As we enter a new period in the craft beer industry, I expect more fervent craft beer drinkers to follow the lead of their favorite brewers. While the hazy IPA is here to stay, I’ve seen close brewer colleagues release saisons that taste more like natural wine. Or exceedingly simple and subtle lagers. I don’t think taplists will suddenly abandon hazy IPAs or fruited sours, but I think we’ll likely see brewers innovate and create products that they themselves are excited about.

Hit The Outdoors

Submitted by Joshua M. Bernstein, Writer, New York Times
Author of Drink Better Beer and The Complete Beer Course, @joshmbernstein

Outdoor spaces will be critical to breweries’ success in 2021. Look for beer gardens, souped-up outdoor seating, ice rinks, fire pits and more as breweries court customers with cold beer and fresh air, no matter the temperature or season.

The Lingering Effects of COVID-19

Submitted by Andy Crump, Freelance Writer, Hop Culture

bronx brewery covid 19

I’m not sure this is a “trend” so much as an “inevitable economic consequence of a pandemic,” but I’m really curious to see how breweries continue to evolve — or even just survive — as we head into 2021 with hope of a vaccine (and hell, a new administration that actually cares about the virus), on the horizon.

Will they continue to do curbside pickup and delivery?
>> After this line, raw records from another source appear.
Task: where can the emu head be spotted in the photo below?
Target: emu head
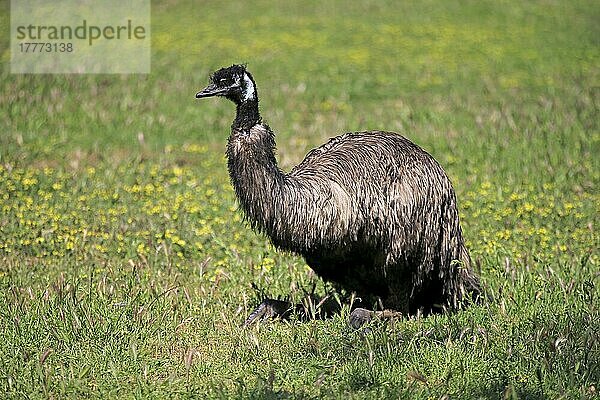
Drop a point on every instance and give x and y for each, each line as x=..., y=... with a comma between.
x=234, y=83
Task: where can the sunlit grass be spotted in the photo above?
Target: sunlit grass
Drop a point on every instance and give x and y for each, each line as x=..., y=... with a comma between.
x=126, y=269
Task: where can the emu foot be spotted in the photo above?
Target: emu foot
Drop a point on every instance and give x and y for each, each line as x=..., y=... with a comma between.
x=361, y=316
x=270, y=309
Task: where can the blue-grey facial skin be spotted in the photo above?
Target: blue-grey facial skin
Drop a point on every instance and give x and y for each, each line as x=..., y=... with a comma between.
x=370, y=211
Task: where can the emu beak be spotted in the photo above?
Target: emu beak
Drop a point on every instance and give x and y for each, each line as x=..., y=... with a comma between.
x=210, y=90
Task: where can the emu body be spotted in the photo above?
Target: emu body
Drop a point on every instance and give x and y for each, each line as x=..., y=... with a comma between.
x=369, y=211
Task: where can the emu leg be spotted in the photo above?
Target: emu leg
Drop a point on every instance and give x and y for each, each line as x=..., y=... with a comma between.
x=270, y=309
x=308, y=309
x=362, y=316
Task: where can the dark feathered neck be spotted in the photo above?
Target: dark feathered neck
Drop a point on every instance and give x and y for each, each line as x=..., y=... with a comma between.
x=247, y=115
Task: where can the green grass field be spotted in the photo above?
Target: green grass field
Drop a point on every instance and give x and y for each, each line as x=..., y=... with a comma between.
x=126, y=268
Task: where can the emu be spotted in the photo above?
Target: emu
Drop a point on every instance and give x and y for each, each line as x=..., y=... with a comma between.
x=371, y=212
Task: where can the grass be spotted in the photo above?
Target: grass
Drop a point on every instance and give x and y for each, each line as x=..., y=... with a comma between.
x=126, y=269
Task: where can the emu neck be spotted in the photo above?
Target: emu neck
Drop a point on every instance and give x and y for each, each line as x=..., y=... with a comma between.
x=247, y=115
x=256, y=178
Will laws allow them to as circumstances change and hopefully go back to normal? How many breweries will end up having to shutter for good if nothing changes?

Focus On The Customer

Submitted by Dr. J Jackson-Beckham, Equity & Inclusion Strategist, @jnikolbeckham

gotab bringing beer to customers

While it’s always fun to speculate which new and innovative products and techniques will define beer in the year ahead, I think 2021’s most important trends are going to be in relation to customer experience and human resources. “Craft beer is all about the people” is a common enough refrain that, at times, lacks substance.

In 2021, as we recover from the impact of COVID-19, integrate the lessons that the “big pivot” of 2020 taught us, and continue to grapple with polarization and civil unrest, I expect to see industry leaders continue to make groundbreaking strides in welcoming, empowering, and listening to the people that make craft beer possible.
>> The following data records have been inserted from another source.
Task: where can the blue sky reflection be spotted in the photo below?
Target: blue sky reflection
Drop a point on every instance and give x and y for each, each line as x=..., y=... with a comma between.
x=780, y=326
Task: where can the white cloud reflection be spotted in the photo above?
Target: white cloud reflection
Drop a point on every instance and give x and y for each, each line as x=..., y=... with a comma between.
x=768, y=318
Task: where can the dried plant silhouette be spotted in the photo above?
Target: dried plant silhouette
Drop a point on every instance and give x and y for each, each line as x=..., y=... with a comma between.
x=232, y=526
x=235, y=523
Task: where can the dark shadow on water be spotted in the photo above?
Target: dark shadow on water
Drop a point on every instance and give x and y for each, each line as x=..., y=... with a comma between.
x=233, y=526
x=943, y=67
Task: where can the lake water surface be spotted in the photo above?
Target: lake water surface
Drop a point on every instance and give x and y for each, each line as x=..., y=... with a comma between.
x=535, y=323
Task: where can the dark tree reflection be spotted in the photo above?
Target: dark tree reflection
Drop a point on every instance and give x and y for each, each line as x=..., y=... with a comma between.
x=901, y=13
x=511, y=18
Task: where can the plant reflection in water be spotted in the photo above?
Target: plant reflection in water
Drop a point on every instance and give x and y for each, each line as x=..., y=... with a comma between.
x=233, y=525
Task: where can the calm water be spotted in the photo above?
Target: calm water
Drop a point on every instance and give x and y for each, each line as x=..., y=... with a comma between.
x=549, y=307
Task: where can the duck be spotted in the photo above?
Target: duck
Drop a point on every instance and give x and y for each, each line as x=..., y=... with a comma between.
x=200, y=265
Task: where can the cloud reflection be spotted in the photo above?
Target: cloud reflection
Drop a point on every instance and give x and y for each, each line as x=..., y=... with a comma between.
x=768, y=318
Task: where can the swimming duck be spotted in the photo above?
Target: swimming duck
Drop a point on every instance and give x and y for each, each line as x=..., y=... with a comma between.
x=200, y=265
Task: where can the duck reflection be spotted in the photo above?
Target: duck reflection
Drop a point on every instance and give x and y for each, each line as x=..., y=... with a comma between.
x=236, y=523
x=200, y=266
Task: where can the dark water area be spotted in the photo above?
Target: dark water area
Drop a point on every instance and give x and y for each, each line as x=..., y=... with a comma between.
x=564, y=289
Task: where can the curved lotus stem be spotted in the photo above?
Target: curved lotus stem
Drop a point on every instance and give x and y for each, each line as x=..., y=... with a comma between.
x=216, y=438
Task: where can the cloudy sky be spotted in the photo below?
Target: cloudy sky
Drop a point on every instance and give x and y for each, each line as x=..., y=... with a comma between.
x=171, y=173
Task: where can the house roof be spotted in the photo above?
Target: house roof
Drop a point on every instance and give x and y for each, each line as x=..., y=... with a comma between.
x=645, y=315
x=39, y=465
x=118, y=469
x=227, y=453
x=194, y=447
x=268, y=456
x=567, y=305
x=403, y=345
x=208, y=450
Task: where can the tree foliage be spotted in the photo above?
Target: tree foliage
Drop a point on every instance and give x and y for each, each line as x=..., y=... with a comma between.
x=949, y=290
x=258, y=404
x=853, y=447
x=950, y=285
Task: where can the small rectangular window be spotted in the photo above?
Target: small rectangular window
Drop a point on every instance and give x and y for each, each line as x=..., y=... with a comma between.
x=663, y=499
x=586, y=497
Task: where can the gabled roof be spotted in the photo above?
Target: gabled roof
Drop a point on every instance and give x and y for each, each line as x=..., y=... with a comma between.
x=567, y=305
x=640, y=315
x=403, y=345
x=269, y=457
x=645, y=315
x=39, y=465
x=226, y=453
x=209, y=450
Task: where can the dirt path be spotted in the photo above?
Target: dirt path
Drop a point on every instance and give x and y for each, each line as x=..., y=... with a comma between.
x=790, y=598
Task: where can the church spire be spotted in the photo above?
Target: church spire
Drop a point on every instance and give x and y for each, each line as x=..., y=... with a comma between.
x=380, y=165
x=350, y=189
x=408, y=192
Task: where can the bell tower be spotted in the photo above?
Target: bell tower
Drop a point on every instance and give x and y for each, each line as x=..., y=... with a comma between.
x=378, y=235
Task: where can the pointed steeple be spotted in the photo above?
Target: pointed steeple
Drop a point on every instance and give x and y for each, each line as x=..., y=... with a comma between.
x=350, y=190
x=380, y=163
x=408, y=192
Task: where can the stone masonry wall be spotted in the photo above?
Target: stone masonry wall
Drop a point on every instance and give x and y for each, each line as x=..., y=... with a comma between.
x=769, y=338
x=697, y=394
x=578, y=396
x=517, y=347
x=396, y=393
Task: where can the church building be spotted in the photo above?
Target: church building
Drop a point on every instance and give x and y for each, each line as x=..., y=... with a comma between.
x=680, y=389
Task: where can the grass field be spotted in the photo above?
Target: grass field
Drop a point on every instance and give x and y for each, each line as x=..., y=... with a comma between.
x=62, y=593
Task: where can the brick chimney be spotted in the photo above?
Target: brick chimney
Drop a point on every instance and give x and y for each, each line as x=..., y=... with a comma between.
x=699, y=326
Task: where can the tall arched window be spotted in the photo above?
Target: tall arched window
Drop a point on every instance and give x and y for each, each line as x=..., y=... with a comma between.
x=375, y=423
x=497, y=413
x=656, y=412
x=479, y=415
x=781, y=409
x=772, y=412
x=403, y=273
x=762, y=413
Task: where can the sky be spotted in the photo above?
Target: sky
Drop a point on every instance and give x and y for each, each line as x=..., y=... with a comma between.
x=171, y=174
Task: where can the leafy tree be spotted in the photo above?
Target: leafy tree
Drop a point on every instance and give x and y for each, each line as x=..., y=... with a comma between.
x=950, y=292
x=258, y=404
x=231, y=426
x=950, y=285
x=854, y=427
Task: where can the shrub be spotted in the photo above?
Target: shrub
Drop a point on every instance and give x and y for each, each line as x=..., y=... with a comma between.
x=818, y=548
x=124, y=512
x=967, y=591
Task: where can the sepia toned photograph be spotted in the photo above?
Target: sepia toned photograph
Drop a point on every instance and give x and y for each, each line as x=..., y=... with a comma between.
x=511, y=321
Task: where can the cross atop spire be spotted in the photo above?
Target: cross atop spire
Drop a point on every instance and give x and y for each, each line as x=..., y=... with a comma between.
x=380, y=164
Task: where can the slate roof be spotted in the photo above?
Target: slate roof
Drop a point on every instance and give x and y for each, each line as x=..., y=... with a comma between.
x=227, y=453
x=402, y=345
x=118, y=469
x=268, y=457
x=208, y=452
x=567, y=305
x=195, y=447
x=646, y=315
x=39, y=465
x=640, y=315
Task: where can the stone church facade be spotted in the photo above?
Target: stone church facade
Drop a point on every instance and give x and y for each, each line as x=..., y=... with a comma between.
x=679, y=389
The Blend of Whiskey and Beer

Submitted by John A. Paradiso, Managing Editor, Hop Culture

cellador jackson ranch rye wild ale

There’s a small yet passionate subset of craft beer drinkers that collect. They photograph, catalog, rate, and conquer rare and hard to acquire beer. Ultimately, though, these collectors evolve past beer and naturally progress to distilled beverages.

Take a peek at enough Facebook beer groups, or scroll through the comments beneath @dontdrinkbeers, and you’ll find that whiskey–and often specifically bourbon–has replaced beer as the next product to be chased. I’m not here to pass judgment on these folks. I’ve just noticed this evolution and brewers have too. Kyle Harrop of Horus Aged Ales is, in my humble opinion, an expert on barrel-aging. So, it’s no surprise that he’s gotten involved in the bourbon game. Just recently I tried a rye wild ale from Cellador Ales that I would’ve gladly used in an Old-Fashioned. I anticipate more breweries will experiment in this world and innovate beyond simple barrel-aging, making a product that truly mimics whiskey.

Variety and Mixed-Pack Deliveries

Submitted by Grace Weitz, Head of Partnerships, Hop Culture

Obviously, delivery has played a huge role in mitigating the effects of taproom closures due to COVID-19. According to an impact study from the Brewers Association in just over six weeks after the pandemic hit, brewery delivery sales jumped by 31.8%. Breweries changed their business model in just a matter of weeks and will need to continue to leverage these new distribution platforms into the new year.

But beyond that obvious observation, I’m seeing breweries think inside the box, leveraging delivery to diversify their products by offering special holiday gift boxes, mixed packs, new subscription clubs, and more. In 2021, it won’t just be delivery itself that sets the trend. But rather what breweries can put inside the box will be the hallmark of the year.